A convergent sequence of real numbers is bounded. It's important to recognize that $\infty$ and $-\infty$ are not real numbers.
There are extensions of the real numbers in which these symbols become legitimate numbers, although even in those systems there are some restrictions on the operations that can be performed using $\infty$ and $-\infty$.
For example, the extended real numbers, often denoted $[-\infty, \infty]$ includes all of $\mathbb R$ along with $\infty$ and $-\infty$, with the expected order ($-\infty < x < \infty$ for any real number $x$), and some operations involving infinity are allowed, such as $\infty + x = \infty$ for any real number $x$. However, expressions such as $\infty - \infty$ are still undefined. Similarly, $1/0$ is undefined in this system, largely because $\lim_{x \to 0}1/x$ doesn't exist: the one-sided limit from the left is $-\infty$ and the one-sided limit from the right is $\infty$, just as in the real numbers.
Another system is the extended nonnegative real numbers, often denoted $[0,\infty]$. This is very useful in measure theory, for example, where we are measuring the sizes of sets and want to include $\infty$ as an allowable size. In this system, $1/0$ is often defined to be $\infty$, because there's no ambiguity about $\lim_{x \to 0}1/x$: we can only approach from the right since only nonnegative values are available.
As a side note, the notion of convergence in $[-\infty,\infty]$ and $[0,\infty]$ is also extended to include $\infty$ as a valid limit. For example, the sequence $a_n = n$ converges to $\infty$ in both cases, yielding another example of a convergent unbounded sequence. Similarly, in $[-\infty, \infty]$, the sequence $a_n = -n$ converges to $-\infty$.

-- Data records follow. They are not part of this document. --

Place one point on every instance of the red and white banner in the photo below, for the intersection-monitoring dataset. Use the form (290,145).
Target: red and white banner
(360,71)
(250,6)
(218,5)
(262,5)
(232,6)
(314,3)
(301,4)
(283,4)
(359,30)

Returning to your example: in either $[0,\infty]$ or $[-\infty, \infty]$, there's no problem explicitly defining the sequence $(a_n)_{n=1}^{\infty} = -1/2, -1, \infty, 1, 1/2, 1/3, 1/4, \ldots$ and showing that it converges to $0$. And it's clearly unbounded since one of the terms is $\infty$. The only issue with your example is your use of a formula to generate the $\infty$ at $a_3$, because division by zero may or may not make sense depending on what number system you're using.